The thickness of rhodium deposit called for by the user should naturally bear a relation to the application or service duty involved. Too often the phrase “rhodium flash” has been employed to cover requirements ranging from the thinnest plate for tarnish prevention to a heavy deposit needed to withstand heavy mechanical wear. The specification adopts six classes of deposit to give guidance to engineers and designers in selecting an appropriate thickness. These recommendations, reproduced in the table, will undoubtedly be of value to users and potential users of electrodeposited rhodium.
Naturally the thicker deposits are normally restricted to the areas where they are actually required, but in many cases it is usual to apply a thin tarnish-preventive deposit over the remainder of the part.
It should also be said that the heavier deposits, from say 0.00025 inch upwards, require considerable care and experience to produce sound plates free from fine hair cracks. Rhodium as deposited is normally in a state of considerable mechanical stress. Where excessive cracking is due to organic contamination, either from stopping-off paints or other sources, treatment of the solution with activated charcoal is usually effective.
The inspection clauses of the specification cover freedom from surface defects, reflectivity, adhesion, hardness and thickness of the deposit.

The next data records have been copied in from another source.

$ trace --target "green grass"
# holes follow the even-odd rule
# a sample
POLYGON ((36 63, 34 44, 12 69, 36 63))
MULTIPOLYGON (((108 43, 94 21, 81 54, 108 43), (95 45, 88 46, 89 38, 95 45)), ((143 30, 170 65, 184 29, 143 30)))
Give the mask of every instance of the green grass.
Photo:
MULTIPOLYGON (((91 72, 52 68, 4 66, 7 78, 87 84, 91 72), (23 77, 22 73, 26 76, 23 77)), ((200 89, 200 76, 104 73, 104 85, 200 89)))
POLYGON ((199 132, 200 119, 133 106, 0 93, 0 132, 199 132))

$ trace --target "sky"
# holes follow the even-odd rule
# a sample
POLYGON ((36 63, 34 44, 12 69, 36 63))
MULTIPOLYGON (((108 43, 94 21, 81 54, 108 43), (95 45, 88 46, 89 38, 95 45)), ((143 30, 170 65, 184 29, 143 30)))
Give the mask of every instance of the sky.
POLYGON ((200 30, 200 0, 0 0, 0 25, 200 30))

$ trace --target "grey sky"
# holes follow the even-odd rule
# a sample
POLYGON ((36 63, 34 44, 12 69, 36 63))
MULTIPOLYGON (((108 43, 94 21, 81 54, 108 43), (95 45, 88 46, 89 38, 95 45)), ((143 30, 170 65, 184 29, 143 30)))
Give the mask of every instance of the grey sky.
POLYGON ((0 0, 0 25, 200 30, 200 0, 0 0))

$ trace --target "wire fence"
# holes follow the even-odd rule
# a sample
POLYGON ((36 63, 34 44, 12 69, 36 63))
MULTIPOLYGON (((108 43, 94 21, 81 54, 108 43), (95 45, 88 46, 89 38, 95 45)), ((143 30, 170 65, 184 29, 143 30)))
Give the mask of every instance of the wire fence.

The question of surface appearance is usually a matter of opinion, and it is often found advisable for the plater to discuss requirements with the user and to agree on an acceptance test. The present specification allows the presence of fine hair cracks, particularly in deposits thicker than 0.0001 inch.
A bend test is laid down for the assessment of adhesion, but the specification draws attention to the fact that the rhodium deposit may well crack on bending and that a distinction must be made between such cracking and actual exfoliation.
The hardness of electrodeposited rhodium is extremely high—of the order of 800 to 900 Vickers—but it is naturally extremely difficult to determine hardness values on very thin electrodeposits. The specification accepts this difficulty for deposits less than 0.0004 inch in thickness, but for thicker deposits states that the hardness, as determined by a suitable micro-hardness tester, may be checked at the discretion of the inspector.
Owing to the chemical stability of rhodium the only means of measuring the thickness of a deposit is by a destructive method. Mounting and sectioning, followed by measurement with an eyepiece graticule or direct measurement of a photomicrograph, is the specified method.